Kerry TD Danny Healy-Rae has said the uncertainty over the reopening of the rest of the country’s pubs is just “rural Ireland being hit once again.”
It comes after the acting Chief Medical Officer Dr Ronan Glynn said it was “too early to say” whether pubs that don’t serve food would be permitted to open as planned on Monday.
He said officials would need to monitor the latest COVID-19 data before making a decision on moving to Phase Four of reopening.
Pubs have reacted angrily to the news, warning that they need clear guidelines and time to bring in stock if reopening is to ahead.
On Lunchtime Live this afternoon, Deputy Healy-Rae said the pubs that were permitted to reopen two weeks ago were “mostly in urban places.”
He said that has led to crowds of people gathering in larger towns.
“What has been happening now in the last two weeks since some pubs opened in Killarney, all the young fellas from these areas are converging in Killarney,” he said.
“They’re travelling into Killarney and, whether they can get in or not, there is a difficulty because what we have now is half the pubs open and the other half of them not – it is very unfair.
“They should have been all opened together and spread out. If they are talking about social distancing sure what they have done is they have brought them in together.”
Deputy Healy-Rae, who runs a pub in Kilgarvan, said Dr Glynn may be a “capable health officer” but warned he “obviously he knows nothing at all about running pubs.”
“We need time to order stock and to do all the normal things - not to mind maybe satisfy other requirements or guidelines or directions that we haven’t even got yet," he said.
"We don’t even know what they are. Do they know what they are or what they are going to be? It is not fair.
“To me anyway, this is rural Ireland being hit once again and, it looks to me, they don’t really care whether they let us open or not. It is not fair because a publican traditionally has been the most regulated place to get alcohol.”

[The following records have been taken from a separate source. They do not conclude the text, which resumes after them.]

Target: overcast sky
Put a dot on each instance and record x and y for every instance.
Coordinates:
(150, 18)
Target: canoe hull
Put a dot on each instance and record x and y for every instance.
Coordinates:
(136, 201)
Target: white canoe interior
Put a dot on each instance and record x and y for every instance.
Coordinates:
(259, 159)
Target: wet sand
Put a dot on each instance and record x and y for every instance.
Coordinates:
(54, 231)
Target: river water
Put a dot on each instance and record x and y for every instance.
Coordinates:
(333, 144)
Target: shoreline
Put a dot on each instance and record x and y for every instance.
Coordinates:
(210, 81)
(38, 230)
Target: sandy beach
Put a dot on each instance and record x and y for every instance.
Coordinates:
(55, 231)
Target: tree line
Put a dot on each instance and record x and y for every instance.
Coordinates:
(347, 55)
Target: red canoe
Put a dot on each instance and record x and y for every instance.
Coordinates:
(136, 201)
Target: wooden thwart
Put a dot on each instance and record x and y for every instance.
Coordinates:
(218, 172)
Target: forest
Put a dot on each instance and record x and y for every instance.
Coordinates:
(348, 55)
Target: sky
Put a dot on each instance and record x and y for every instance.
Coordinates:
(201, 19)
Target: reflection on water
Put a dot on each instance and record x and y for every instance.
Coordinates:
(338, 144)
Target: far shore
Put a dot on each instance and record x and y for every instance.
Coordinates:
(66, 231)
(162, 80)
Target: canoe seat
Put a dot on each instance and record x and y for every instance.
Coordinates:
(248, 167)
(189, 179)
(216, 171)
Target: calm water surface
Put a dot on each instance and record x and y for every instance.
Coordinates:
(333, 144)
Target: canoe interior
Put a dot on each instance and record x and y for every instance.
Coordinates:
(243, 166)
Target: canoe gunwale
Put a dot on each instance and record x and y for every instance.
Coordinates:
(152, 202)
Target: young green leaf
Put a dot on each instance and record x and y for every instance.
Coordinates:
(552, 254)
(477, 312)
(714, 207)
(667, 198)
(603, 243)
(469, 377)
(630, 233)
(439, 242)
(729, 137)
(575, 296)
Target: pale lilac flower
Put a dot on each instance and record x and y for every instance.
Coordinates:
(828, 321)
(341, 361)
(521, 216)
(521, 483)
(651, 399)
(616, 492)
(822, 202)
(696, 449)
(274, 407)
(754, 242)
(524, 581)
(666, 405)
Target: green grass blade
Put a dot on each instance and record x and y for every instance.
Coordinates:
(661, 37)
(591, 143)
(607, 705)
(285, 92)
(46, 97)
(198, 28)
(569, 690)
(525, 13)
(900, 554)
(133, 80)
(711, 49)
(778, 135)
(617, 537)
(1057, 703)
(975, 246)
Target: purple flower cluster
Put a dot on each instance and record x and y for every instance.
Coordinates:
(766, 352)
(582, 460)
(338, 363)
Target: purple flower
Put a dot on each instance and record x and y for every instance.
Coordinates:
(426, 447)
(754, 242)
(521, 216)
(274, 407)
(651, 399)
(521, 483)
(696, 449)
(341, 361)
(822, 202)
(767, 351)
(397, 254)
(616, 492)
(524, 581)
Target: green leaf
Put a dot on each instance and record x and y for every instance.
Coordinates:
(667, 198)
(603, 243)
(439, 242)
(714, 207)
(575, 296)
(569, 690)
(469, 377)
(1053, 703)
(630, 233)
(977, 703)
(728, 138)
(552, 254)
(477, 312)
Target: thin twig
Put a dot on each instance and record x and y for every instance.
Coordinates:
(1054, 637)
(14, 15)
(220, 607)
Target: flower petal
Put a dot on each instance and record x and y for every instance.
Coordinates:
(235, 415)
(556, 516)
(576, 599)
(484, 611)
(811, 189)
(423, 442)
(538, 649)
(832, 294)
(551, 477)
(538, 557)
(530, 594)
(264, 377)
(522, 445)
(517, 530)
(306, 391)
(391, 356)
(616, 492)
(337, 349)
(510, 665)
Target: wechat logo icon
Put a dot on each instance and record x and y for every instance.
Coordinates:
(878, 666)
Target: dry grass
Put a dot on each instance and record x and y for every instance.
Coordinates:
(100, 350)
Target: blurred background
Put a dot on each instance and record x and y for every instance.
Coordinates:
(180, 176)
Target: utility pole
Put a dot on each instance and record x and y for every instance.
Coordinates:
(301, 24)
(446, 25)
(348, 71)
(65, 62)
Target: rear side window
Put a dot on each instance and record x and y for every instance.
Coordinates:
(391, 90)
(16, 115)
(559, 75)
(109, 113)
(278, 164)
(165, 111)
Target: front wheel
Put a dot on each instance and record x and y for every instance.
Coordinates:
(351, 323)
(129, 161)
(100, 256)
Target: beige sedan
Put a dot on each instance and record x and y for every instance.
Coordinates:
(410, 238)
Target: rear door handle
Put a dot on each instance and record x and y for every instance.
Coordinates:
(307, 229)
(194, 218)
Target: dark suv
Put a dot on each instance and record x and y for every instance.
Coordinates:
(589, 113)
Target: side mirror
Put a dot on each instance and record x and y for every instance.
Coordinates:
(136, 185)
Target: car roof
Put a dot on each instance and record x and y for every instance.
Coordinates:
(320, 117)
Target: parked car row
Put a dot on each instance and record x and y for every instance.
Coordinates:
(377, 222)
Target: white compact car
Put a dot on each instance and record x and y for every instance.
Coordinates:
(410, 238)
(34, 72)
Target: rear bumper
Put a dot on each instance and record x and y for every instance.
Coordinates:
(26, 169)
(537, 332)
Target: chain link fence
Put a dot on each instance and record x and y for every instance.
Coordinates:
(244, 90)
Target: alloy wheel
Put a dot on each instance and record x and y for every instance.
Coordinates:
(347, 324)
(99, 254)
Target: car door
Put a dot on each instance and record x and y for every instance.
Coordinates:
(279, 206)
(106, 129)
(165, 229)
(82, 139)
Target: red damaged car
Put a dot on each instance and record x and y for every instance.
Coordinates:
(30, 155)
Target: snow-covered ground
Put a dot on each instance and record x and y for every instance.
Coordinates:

He said publishing guidelines on Thursday or Friday of this week is ‘not adequate and not fair.’
“They are not thinking of us at all,” he said. “Today is Tuesday and there are only six days left. It is not fair to the all the family-run businesses.
“By-and-large, the ones that are still shut are family run businesses and you would have to bring in staff to help them and you would have to organise that.
“Its way easier to close a pub than it is to open it. It was tough enough to close them and we did what was asked of us and we behaved."
He said the State was not being fair to pubs that "obeyed all the rules " during months of lockdown.